Oxygen is disappearing from Earth’s water; this endangers marine life and human society!

If you’ve ever wondered whether fish can suffocate in water, the answer is yes.

Our planet's waters, from the tiniest pond to the vast expanse of the ocean, are experiencing a silent crisis: a rapid and dramatic decline in oxygen levels. This "aquatic deoxygenation," as scientists call it, poses a major threat not just to marine ecosystems, but to the very fabric of human society and the stability of life on Earth.

An international study in Nature Ecology & Evolution, involving researchers from GEOMAR Helmholtz Centre for Ocean Research Kiel, urges world leaders to recognise this oxygen loss as a new planetary boundary. Planetary boundaries are critical thresholds that, if crossed, can trigger large-scale and irreversible environmental damage.

Just like we need oxygen to breathe, so do aquatic ecosystems — from microscopic plankton to bigger fish. The decline in dissolved oxygen (DO) threatens the survival of countless species at all levels of the food chain.

The study reveals a disturbing trend. Across all aquatic environments, from lakes and rivers to coastal waters and the open ocean, dissolved oxygen levels have dropped substantially in recent decades. Oceanic oxygen loss may seem small at 2% since 1960, but due to the ocean's vast volume, this translates to a significant loss. Even more alarming is the case of specific regions, like the midwaters off Central California, where oxygen levels have plummeted by 40% in just a few decades.

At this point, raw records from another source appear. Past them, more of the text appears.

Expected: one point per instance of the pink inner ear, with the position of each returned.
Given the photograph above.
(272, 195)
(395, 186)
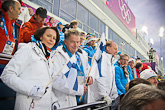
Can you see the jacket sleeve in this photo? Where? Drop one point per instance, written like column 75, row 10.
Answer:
column 14, row 68
column 60, row 83
column 26, row 32
column 118, row 80
column 27, row 16
column 130, row 73
column 101, row 85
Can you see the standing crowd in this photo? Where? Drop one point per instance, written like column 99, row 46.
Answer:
column 51, row 64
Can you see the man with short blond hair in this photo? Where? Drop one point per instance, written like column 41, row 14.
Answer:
column 70, row 49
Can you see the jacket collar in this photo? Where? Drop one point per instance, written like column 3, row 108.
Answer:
column 6, row 16
column 62, row 50
column 38, row 51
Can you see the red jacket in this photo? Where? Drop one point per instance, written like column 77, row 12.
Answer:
column 28, row 29
column 3, row 38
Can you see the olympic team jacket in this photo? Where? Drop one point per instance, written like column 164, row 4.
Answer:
column 66, row 95
column 28, row 29
column 104, row 86
column 90, row 52
column 29, row 68
column 121, row 80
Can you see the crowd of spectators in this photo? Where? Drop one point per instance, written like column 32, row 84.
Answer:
column 51, row 67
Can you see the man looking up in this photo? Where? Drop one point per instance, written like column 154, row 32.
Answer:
column 36, row 21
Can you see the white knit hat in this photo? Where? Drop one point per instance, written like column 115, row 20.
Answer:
column 147, row 73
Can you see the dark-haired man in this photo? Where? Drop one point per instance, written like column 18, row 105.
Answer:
column 36, row 21
column 9, row 29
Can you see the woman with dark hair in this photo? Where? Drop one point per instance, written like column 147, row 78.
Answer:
column 30, row 70
column 138, row 68
column 51, row 22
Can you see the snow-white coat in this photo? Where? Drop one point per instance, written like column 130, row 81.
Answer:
column 104, row 86
column 67, row 96
column 24, row 16
column 29, row 68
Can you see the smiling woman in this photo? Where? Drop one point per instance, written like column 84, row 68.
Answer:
column 29, row 71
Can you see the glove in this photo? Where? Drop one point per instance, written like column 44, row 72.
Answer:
column 108, row 100
column 37, row 92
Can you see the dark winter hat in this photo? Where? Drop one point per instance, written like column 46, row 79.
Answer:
column 42, row 12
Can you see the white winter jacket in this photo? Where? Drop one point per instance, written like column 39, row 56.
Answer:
column 24, row 16
column 29, row 68
column 67, row 96
column 104, row 86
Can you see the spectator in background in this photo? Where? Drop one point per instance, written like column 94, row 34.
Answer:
column 36, row 21
column 24, row 16
column 131, row 63
column 105, row 87
column 60, row 26
column 90, row 47
column 29, row 71
column 51, row 22
column 161, row 84
column 137, row 81
column 82, row 39
column 145, row 66
column 150, row 75
column 122, row 74
column 143, row 97
column 138, row 68
column 8, row 18
column 30, row 12
column 0, row 4
column 73, row 24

The research team warns that this isn't just an environmental concern; it's an economic and social one too. Billions of people rely on healthy aquatic ecosystems for food, income from fisheries and tourism, and clean drinking water.
The culprit behind this oxygen depletion is a combination of factors. Global warming, fueled by greenhouse gas emissions, raises water temperatures, decreasing the amount of oxygen water can hold. Additionally, nutrient runoff from land use changes stimulates massive algal blooms. These blooms, while initially appearing productive, consume vast amounts of oxygen as they decompose, creating oxygen-depleted dead zones.

Dr Rose, lead author of the study from Rensselaer Polytechnic Institute, emphasises the urgency of addressing this issue. Adding aquatic deoxygenation to the list of planetary boundaries will focus global efforts on monitoring, research, and policy changes to protect our vital aquatic ecosystems and, in turn, human society.

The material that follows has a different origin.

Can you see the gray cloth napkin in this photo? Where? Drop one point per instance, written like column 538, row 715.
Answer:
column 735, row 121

The root causes are global warming and nutrient runoff from land use, explains co-author Dr Andreas Oschlies of GEOMAR. Warmer water hinders oxygen exchange between deep and surface layers, and nutrient influx fuels algal blooms that deplete oxygen further.

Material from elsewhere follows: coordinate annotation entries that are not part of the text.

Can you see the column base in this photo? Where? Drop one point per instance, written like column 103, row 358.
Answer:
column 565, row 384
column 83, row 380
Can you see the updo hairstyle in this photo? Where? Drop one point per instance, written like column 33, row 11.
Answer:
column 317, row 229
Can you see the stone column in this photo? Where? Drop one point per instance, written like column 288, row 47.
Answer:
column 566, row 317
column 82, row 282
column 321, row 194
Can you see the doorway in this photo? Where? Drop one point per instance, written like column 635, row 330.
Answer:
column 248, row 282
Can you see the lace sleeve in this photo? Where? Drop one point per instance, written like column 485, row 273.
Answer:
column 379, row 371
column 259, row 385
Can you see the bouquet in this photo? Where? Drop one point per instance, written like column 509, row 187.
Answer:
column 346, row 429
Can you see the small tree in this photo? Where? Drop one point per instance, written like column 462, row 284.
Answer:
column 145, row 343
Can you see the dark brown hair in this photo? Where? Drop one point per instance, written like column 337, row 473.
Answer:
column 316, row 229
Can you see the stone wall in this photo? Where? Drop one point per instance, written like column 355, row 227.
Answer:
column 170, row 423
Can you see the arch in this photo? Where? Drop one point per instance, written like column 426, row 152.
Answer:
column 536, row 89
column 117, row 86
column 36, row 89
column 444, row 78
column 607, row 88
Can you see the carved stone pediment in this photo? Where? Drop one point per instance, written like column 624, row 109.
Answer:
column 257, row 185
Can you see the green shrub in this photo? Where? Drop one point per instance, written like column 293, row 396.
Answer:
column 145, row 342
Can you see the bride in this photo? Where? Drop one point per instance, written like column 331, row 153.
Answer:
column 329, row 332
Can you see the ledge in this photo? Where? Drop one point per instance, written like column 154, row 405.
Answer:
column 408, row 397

These oxygen-depleted zones aren't just lifeless wastelands; they have a ripple effect that threatens our planet's health. Microbes in these zones produce potent greenhouse gases like nitrous oxide and methane, contributing further to global warming and exacerbating the very problem they were created by.

We are approaching critical thresholds, warns Professor Rose. Aquatic deoxygenation disrupts the delicate balance of Earth's climate system. Addressing the root causes, like climate change and unsustainable land practices, is crucial.